When I’m writing about my elders, I try to have a similar tone as Robert Hayden in his poem about his father, “Those Winter Sundays,” because it acknowledges the hardness and the strife of their lives, but also how we got to where we are because of that sacrifice that they made. And that there’s emotionality behind it. Because of their grit and their need to survive, a lot of times they’re not able to open up emotionally because of cultural conditioning to suffer in silence.

I wanted to see through that and examine how everything around them is kind of buzzing with life.

It’s been over a year since the pandemic hit. How are you reflecting on what you wrote in “La Mujer” in relation to this moment that we’re all in?

Reading it now makes me miss my grandmother because I haven’t seen her in a year or more. A lot of things have happened since then. She was caretaking for her elder sister and her nephew, and both of them passed away in the past few months, within two days of each other.

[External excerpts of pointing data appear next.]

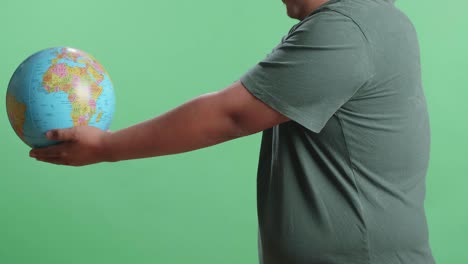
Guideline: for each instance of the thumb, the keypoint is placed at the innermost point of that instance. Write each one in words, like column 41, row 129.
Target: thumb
column 66, row 134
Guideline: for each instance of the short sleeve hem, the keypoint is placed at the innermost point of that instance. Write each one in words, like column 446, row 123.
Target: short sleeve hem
column 279, row 105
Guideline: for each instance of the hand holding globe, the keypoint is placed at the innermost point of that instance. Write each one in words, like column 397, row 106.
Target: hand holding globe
column 58, row 88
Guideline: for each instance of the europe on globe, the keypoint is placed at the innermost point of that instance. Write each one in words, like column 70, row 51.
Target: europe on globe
column 58, row 88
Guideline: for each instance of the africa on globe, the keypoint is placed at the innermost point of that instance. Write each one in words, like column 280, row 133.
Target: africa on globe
column 58, row 88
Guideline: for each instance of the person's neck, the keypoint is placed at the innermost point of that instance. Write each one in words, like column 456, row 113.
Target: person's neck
column 311, row 6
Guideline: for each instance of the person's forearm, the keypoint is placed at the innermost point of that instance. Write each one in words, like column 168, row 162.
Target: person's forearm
column 196, row 124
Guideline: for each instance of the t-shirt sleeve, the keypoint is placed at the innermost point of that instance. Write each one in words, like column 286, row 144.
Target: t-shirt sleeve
column 314, row 71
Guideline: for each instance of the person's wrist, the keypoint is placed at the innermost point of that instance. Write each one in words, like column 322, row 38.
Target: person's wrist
column 108, row 153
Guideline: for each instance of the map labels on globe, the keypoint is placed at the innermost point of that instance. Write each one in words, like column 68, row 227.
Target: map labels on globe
column 58, row 88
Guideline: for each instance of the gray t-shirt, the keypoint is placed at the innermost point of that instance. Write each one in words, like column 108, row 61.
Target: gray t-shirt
column 343, row 182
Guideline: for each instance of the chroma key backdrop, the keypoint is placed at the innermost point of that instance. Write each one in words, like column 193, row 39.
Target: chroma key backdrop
column 197, row 207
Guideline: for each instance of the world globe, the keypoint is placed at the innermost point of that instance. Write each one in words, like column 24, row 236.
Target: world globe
column 58, row 88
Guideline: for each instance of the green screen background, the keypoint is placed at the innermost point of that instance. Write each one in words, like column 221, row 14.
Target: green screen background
column 197, row 207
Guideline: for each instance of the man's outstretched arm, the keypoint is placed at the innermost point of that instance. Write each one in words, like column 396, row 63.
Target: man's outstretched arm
column 204, row 121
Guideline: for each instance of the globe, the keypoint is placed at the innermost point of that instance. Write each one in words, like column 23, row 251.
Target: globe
column 58, row 88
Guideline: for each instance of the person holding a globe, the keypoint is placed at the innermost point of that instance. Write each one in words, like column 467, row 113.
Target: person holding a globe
column 345, row 147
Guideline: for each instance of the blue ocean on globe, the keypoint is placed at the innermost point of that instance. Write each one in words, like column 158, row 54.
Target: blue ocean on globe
column 58, row 88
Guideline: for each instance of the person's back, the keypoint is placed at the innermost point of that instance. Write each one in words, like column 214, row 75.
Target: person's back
column 344, row 181
column 345, row 149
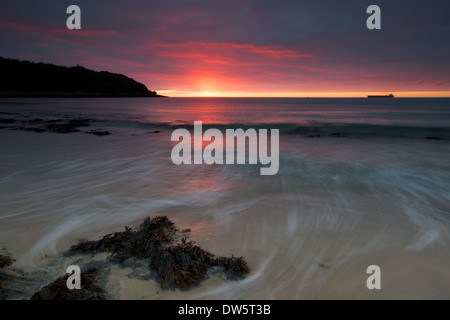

I just really wish I could see her and hug her and walk around the garden and look at her chickens. Just hang out and be near her. Especially as my grandparents are getting older and older, I feel like I need to spend a lot more time with them, and I should. Even though I’m not fluent in Spanish, I try my best to learn from them and learn their stories, and just be grateful that I have the opportunity to have elders with such strong presence in my life who have helped me grow up.